Note that the OP said it was selfish to be out and about, not against self interest. So your statistic is irrelevant to the point made. Selfish means you're benefiting yourself while harming others. That's exactly what happens if you catch COVID, pass it on, and then recover. You're fine. Others may not be.

1 comments

> We also outlaw speeding because speeding increases the odds that you kill someone else.

We could go further and outlaw cars that don't have speed governors. That would save lives. Lower speed limits would save more lives as well. Now we have a balance between freedom and safety.
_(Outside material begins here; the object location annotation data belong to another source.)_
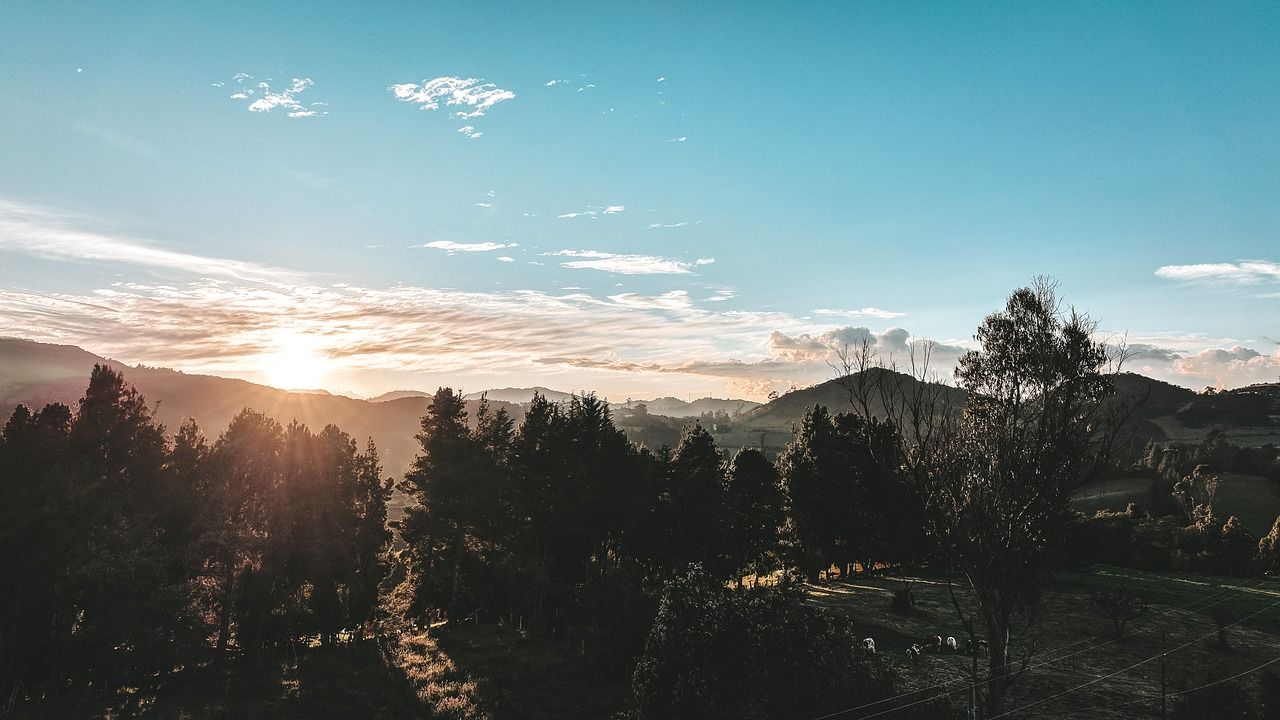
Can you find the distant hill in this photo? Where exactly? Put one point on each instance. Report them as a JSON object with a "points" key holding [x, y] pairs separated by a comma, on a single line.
{"points": [[676, 408], [400, 395], [36, 373], [520, 395]]}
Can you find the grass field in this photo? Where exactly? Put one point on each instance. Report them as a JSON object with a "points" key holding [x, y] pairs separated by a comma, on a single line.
{"points": [[1073, 643], [467, 673], [493, 673], [1252, 499]]}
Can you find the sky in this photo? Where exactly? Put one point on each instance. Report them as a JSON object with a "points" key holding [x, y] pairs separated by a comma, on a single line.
{"points": [[634, 199]]}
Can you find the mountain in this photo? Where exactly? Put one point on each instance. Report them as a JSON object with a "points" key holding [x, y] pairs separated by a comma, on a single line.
{"points": [[676, 408], [36, 373], [400, 395], [520, 395]]}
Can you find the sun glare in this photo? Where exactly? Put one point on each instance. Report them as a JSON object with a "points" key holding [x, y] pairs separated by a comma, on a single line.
{"points": [[297, 364]]}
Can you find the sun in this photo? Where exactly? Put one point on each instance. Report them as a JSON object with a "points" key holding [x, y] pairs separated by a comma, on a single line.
{"points": [[298, 363]]}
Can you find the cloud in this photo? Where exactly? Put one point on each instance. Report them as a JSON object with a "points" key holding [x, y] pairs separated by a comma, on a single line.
{"points": [[1240, 273], [472, 96], [60, 236], [894, 345], [469, 246], [673, 300], [1232, 367], [593, 212], [626, 264], [860, 313], [264, 99]]}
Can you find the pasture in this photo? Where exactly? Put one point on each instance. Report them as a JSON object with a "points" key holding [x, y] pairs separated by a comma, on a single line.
{"points": [[1073, 642], [1252, 499]]}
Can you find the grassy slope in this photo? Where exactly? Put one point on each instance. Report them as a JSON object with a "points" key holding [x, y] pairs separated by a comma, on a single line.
{"points": [[1069, 638], [1252, 499]]}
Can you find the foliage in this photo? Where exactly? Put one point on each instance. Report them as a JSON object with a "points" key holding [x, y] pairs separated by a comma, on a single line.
{"points": [[123, 551], [755, 654]]}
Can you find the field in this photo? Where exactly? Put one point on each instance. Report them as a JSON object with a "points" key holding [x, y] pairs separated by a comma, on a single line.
{"points": [[466, 673], [1075, 656], [1252, 499]]}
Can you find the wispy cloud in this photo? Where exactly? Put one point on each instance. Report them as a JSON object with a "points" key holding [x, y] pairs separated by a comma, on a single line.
{"points": [[626, 264], [469, 246], [472, 96], [859, 313], [120, 140], [673, 300], [1243, 272], [60, 236], [263, 99], [594, 212]]}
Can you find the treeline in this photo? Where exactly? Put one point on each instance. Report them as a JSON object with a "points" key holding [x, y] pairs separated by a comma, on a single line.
{"points": [[1180, 528], [126, 552], [566, 529]]}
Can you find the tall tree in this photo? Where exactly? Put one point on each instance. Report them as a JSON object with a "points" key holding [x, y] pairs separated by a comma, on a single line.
{"points": [[754, 506], [691, 511], [1036, 425]]}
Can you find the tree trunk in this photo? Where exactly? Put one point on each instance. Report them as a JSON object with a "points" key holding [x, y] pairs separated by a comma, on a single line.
{"points": [[224, 611], [997, 639], [457, 572]]}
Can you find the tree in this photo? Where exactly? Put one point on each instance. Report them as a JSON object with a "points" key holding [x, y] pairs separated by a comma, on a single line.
{"points": [[691, 505], [246, 474], [716, 652], [754, 504], [1120, 607], [461, 487], [1038, 422], [33, 548]]}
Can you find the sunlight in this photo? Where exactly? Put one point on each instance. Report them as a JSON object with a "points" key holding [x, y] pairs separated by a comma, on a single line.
{"points": [[298, 363]]}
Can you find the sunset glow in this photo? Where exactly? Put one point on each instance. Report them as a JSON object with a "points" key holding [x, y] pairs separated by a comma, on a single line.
{"points": [[298, 364]]}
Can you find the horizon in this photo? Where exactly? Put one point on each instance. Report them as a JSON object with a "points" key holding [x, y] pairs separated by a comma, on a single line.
{"points": [[336, 201]]}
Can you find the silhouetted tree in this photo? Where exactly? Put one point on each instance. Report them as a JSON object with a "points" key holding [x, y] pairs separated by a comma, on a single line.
{"points": [[758, 654], [754, 506], [691, 510]]}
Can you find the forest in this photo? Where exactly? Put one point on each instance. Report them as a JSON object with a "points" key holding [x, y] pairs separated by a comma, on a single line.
{"points": [[131, 552]]}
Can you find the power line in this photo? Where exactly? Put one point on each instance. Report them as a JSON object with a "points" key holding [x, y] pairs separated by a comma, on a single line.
{"points": [[1165, 614], [1151, 697], [1130, 666]]}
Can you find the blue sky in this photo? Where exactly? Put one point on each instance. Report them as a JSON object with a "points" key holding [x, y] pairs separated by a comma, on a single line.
{"points": [[700, 203]]}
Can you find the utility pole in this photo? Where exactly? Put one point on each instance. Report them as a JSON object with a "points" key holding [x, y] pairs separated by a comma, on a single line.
{"points": [[1164, 652], [973, 673]]}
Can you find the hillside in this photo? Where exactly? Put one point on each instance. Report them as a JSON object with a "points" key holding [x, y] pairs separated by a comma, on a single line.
{"points": [[676, 408], [520, 395], [35, 374]]}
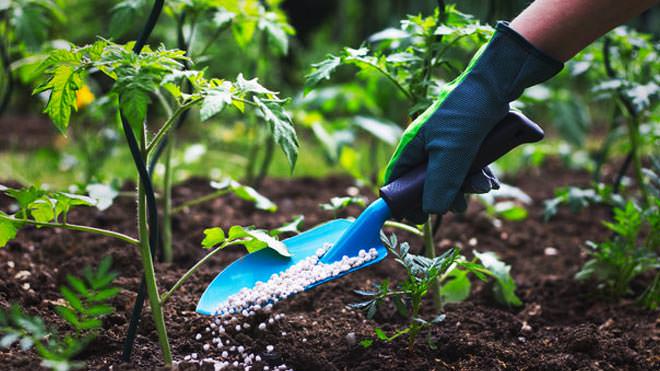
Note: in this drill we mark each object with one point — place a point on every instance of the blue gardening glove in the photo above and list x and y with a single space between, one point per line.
448 134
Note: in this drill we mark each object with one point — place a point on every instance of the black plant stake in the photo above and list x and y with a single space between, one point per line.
152 211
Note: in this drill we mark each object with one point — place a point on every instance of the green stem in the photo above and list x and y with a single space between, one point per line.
194 268
75 227
168 125
199 200
429 251
265 162
404 227
252 155
148 264
633 132
167 202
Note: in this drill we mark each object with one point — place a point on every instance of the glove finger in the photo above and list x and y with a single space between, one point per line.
444 177
494 181
478 182
411 156
459 205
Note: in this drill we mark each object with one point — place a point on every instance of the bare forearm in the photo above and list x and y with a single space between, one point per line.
561 28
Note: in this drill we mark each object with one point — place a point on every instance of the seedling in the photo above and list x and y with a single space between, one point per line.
450 271
86 305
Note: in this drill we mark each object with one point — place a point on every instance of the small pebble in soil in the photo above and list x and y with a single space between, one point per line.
351 339
550 251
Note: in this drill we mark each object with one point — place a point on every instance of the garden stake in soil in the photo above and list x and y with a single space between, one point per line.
347 238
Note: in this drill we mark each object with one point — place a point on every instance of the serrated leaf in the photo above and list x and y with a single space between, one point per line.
213 237
7 232
505 286
77 285
105 294
457 288
321 71
381 334
68 315
64 83
90 324
281 127
8 340
71 298
98 310
42 210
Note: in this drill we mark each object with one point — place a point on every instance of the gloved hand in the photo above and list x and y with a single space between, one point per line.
448 134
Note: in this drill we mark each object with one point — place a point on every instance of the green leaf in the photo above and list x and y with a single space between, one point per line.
215 100
90 324
71 298
321 71
457 288
68 315
99 310
381 334
43 210
281 127
7 232
213 237
64 83
105 294
9 339
505 286
78 285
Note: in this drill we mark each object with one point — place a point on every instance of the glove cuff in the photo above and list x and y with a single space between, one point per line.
510 63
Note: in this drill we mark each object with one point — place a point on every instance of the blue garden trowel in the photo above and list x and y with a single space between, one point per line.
349 237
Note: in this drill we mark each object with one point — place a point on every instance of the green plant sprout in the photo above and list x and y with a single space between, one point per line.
24 26
86 305
136 77
450 270
414 59
632 250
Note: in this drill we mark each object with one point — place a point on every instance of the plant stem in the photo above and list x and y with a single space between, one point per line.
194 268
265 162
429 251
148 264
168 125
198 200
404 227
75 227
167 202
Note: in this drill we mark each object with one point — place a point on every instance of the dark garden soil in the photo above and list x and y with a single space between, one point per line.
562 325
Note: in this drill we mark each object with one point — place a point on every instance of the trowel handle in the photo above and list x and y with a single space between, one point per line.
515 129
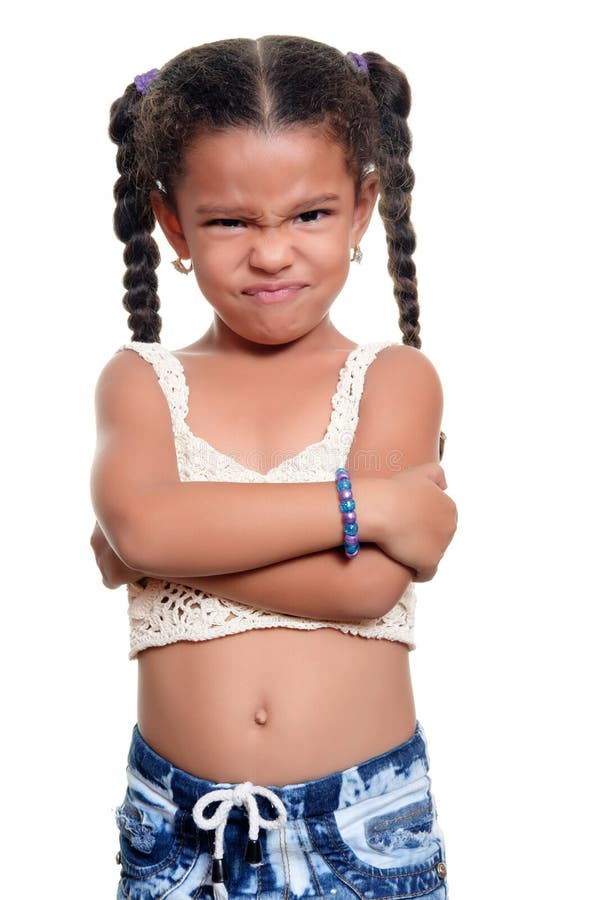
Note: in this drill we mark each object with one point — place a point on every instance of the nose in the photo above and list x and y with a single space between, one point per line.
271 249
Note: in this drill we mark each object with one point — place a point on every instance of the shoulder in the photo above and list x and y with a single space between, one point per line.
401 411
127 385
404 374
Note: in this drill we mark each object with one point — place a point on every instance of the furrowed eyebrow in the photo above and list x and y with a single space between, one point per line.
234 212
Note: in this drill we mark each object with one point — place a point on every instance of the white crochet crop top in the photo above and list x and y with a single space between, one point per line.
163 612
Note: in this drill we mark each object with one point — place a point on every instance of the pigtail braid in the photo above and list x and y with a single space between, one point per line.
393 97
392 94
133 224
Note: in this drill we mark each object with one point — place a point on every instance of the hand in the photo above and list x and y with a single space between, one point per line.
114 571
420 519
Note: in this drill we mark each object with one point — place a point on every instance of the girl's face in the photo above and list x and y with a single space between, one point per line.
269 222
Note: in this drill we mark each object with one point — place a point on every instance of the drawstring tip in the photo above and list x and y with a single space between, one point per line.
220 892
219 871
253 853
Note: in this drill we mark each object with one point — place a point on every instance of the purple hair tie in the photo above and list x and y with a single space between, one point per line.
359 61
142 81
> Tens of thousands of people are dying a day right now because not everyone is taking the precautions they have been asked to take.

That was true during the flu season of 2018 as well. The excess deaths from COVID are higher, but not orders of magnitude higher (more like 3x) [1]. The response is off the charts, economically and culturally devastating. Not the right balance.

https://www.euromomo.eu/graphs-and-maps

The reason excess deaths are only 3x higher is because of our precautions. If we let it burn through the US, millions would die and the ratio would be more like 100x (30,000 vs 3 million). Obviously depends on some hard-to-model assumptions. Your conclusion might be right, but your argument is terribly misleading.

(Plus, letting it burn through the whole population comes with downside risks of more mutations.)

> The reason excess deaths are only 3x higher is because of our precautions.

It's a hard case to make. Sweden for example has had less excess death than harsher lockdown countries like Spain & UK.

Lockdowns have done little if anything in US states. New York and Florida have similar stats (worse in NY if anything).

On the other hand, it has a very high number of excess deaths compared to Norway, Denmark, Finland, which are perhaps more comparable countries.